2011年5月16日(月)「しんぶん赤旗」

南米防衛理事会

“米国支配”見直し提起

平和地帯設立へ「リマ宣言」


 【メキシコ市=菅原啓】ペルーの首都リマで12、13の両日開催された南米諸国連合(UNASUR)の南米防衛理事会(CDS)国防相会議は、加盟12カ国の共通防衛戦略策定や南米「平和地帯」設立の作業促進を強調した「リマ宣言」などを採択して閉幕しました。アルゼンチンの国営TELAM通信によると、同国はUNASURとして、米州の防衛システム全体の見直しを目的とした特別会合の開催を米州機構(OAS)に働きかけることを提案し、承認されました。


 米国、カナダと中南米33カ国でつくるOASは「米国の戦略的利益が決定的な重要性をもつ」(同通信)地域機関。1951年の発足以来しばしば、米国による中南米への支配と干渉の道具として利用されてきました。中南米諸国の側から、OASのシステムの見直しが正面から提起されるのは史上初めてのことです。
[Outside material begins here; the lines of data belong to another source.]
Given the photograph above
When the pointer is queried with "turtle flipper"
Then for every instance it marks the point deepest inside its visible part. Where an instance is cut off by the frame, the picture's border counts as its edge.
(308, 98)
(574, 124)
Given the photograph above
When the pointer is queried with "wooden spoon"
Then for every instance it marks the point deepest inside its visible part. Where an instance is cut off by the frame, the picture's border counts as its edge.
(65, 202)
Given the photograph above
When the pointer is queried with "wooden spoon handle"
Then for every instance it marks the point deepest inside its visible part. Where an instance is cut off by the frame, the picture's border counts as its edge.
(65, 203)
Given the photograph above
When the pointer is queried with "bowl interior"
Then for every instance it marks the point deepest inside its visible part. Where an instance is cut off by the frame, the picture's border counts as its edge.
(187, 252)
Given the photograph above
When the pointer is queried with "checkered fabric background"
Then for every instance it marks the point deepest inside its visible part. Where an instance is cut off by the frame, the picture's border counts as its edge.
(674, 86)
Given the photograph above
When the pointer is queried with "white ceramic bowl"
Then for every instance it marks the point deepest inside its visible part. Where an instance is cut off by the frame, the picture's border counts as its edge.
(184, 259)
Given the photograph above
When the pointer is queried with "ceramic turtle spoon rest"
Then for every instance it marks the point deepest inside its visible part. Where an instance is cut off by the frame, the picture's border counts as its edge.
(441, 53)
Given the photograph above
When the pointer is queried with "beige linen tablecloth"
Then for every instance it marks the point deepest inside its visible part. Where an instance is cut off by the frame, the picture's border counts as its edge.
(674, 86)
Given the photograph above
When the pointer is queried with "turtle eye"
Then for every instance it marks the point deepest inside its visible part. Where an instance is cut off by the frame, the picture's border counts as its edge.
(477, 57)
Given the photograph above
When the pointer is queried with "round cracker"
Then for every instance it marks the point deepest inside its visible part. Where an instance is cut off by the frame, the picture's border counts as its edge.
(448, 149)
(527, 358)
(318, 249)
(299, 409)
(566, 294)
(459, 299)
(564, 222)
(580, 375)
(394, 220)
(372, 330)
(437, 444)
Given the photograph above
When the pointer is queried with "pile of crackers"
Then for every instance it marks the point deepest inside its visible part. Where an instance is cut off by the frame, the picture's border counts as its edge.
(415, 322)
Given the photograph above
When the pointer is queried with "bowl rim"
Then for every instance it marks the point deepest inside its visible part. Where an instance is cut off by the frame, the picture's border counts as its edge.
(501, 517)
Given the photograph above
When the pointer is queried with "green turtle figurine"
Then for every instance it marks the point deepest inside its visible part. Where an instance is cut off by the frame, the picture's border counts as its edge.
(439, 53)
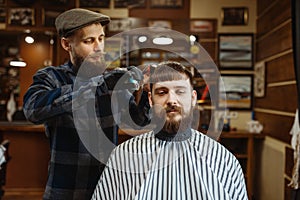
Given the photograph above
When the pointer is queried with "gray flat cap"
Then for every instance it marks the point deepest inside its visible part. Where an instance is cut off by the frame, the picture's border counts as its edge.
(76, 18)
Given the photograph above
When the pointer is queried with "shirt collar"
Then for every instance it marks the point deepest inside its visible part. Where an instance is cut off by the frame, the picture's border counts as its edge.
(176, 137)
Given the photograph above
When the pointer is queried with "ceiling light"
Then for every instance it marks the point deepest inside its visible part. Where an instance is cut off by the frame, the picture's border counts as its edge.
(142, 39)
(29, 39)
(162, 40)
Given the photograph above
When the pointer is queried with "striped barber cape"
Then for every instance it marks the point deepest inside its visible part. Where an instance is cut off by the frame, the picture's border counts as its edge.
(148, 167)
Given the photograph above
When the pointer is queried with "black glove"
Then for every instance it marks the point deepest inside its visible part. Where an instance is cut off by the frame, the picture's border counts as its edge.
(112, 77)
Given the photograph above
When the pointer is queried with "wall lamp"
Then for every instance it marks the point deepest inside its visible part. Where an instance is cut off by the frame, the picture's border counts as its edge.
(17, 62)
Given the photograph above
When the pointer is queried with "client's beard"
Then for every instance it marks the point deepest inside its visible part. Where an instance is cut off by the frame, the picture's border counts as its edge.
(175, 126)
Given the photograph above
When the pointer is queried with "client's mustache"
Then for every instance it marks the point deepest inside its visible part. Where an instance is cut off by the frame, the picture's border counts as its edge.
(173, 108)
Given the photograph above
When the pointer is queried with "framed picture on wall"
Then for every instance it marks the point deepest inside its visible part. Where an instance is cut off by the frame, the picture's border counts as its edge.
(129, 3)
(166, 3)
(49, 16)
(233, 16)
(21, 16)
(55, 2)
(235, 51)
(94, 3)
(237, 91)
(160, 24)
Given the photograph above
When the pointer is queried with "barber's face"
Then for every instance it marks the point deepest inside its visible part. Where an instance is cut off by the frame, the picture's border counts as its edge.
(87, 43)
(175, 98)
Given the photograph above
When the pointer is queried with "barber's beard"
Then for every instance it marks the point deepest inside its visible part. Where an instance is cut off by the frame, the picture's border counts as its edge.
(178, 122)
(88, 68)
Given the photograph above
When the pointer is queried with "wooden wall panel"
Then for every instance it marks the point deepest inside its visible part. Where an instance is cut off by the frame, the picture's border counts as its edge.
(280, 69)
(287, 190)
(273, 17)
(276, 126)
(282, 98)
(275, 42)
(263, 5)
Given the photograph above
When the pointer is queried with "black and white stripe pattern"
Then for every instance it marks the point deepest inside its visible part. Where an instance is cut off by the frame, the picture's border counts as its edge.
(149, 168)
 アルゼンチンのプリセリ国防相は、会議終了後のインタビューで、OASのシステムが米ソ冷戦時代に、米国やカナダなど「南米以外の国の利益に応じて策定されたもの」と指摘。UNASURとしての共通防衛戦略を完成させる一方、OASのシステムの「克服をめざす」立場を強調しました。

 このほか、採択された「リマ宣言」には、地域の軍縮促進のために各国共通の軍事費算定基準の作成、情報交換を通じた各国間の信頼醸成措置の強化などが盛り込まれています。
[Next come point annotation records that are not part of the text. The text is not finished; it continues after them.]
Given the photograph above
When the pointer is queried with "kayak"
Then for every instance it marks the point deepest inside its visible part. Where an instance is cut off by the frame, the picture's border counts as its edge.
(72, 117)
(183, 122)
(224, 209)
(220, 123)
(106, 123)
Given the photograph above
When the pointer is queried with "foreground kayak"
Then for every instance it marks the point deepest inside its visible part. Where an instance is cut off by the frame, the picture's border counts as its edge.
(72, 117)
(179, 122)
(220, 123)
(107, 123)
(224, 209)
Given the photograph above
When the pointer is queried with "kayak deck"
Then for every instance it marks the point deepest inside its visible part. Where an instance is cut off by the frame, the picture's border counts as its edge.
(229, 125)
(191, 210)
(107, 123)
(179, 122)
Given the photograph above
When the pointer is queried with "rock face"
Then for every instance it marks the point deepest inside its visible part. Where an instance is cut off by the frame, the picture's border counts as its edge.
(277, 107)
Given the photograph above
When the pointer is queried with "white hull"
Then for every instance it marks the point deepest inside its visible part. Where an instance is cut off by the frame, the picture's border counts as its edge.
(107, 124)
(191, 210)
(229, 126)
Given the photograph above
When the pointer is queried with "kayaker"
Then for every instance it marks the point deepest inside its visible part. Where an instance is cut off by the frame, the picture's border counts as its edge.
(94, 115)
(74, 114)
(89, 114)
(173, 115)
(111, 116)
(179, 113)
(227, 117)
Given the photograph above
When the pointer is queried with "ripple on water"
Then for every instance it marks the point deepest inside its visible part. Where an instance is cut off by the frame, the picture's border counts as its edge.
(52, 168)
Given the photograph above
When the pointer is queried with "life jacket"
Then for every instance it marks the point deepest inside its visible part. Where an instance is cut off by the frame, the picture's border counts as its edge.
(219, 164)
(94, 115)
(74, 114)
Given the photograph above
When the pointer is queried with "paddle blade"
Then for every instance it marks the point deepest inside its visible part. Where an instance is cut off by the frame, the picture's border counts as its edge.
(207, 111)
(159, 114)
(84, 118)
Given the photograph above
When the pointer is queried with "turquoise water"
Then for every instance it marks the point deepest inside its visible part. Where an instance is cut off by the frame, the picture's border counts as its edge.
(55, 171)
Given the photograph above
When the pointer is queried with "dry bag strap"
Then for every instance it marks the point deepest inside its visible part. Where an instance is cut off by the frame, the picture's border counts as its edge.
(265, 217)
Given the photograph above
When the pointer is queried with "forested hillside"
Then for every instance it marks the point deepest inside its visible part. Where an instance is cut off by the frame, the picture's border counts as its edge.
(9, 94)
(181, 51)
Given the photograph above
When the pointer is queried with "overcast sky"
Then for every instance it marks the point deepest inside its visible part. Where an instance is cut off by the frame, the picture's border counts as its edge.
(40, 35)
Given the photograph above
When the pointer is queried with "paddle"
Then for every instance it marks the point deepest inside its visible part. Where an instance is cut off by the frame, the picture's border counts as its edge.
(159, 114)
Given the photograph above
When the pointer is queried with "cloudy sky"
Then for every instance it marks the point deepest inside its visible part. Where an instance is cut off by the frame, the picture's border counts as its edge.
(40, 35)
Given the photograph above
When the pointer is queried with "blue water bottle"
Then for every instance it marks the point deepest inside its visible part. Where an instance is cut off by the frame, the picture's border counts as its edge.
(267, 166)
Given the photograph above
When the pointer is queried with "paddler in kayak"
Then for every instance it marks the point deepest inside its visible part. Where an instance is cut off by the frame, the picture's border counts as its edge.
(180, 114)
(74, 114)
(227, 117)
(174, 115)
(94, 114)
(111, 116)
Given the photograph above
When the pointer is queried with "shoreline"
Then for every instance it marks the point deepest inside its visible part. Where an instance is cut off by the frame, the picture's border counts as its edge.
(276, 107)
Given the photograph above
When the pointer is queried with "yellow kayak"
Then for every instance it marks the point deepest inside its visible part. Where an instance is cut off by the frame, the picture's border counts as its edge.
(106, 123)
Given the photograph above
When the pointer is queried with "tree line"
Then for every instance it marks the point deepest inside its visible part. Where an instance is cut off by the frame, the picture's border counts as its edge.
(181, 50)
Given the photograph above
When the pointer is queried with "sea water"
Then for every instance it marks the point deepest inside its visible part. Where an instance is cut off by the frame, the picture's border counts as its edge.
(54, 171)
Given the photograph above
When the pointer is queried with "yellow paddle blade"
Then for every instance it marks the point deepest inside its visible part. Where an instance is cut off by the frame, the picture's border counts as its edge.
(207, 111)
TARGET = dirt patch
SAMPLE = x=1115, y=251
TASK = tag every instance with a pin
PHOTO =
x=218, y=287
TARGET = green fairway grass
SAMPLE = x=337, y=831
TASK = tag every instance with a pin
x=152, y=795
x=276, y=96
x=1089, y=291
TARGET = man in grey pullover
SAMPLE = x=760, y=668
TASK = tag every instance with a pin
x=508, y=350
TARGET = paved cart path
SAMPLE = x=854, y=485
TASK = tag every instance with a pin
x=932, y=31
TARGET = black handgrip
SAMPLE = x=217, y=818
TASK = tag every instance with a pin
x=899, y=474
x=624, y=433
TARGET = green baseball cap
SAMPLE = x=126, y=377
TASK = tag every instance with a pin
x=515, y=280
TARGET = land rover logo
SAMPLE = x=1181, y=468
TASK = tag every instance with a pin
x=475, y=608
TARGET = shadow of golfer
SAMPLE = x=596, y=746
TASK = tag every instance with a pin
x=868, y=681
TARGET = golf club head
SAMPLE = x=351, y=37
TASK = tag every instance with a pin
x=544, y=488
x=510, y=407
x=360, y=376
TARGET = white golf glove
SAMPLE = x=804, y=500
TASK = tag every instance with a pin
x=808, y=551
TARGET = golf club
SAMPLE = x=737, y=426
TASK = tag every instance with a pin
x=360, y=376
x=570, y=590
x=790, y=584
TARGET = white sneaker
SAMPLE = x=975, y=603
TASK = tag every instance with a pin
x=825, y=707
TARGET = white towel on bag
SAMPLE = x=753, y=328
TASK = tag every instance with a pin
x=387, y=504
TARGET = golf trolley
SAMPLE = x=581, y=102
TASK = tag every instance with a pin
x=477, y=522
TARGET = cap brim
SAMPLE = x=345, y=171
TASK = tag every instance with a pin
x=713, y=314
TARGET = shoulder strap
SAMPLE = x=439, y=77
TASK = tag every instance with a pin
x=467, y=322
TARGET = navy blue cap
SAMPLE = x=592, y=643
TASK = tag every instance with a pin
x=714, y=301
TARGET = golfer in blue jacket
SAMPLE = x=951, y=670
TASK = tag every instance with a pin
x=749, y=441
 UNASURは、米国主導のOASに依存しない地域独自の安全保障のしくみをめざし、2009年3月に発足。軍事分野での対米自立の動きとしても注目されてきました。


 UNASUR加盟国 アルゼンチン、ウルグアイ、エクアドル、ガイアナ、スリナム、コロンビア、チリ、パラグアイ、ブラジル、ベネズエラ、ペルー、ボリビアの12カ国。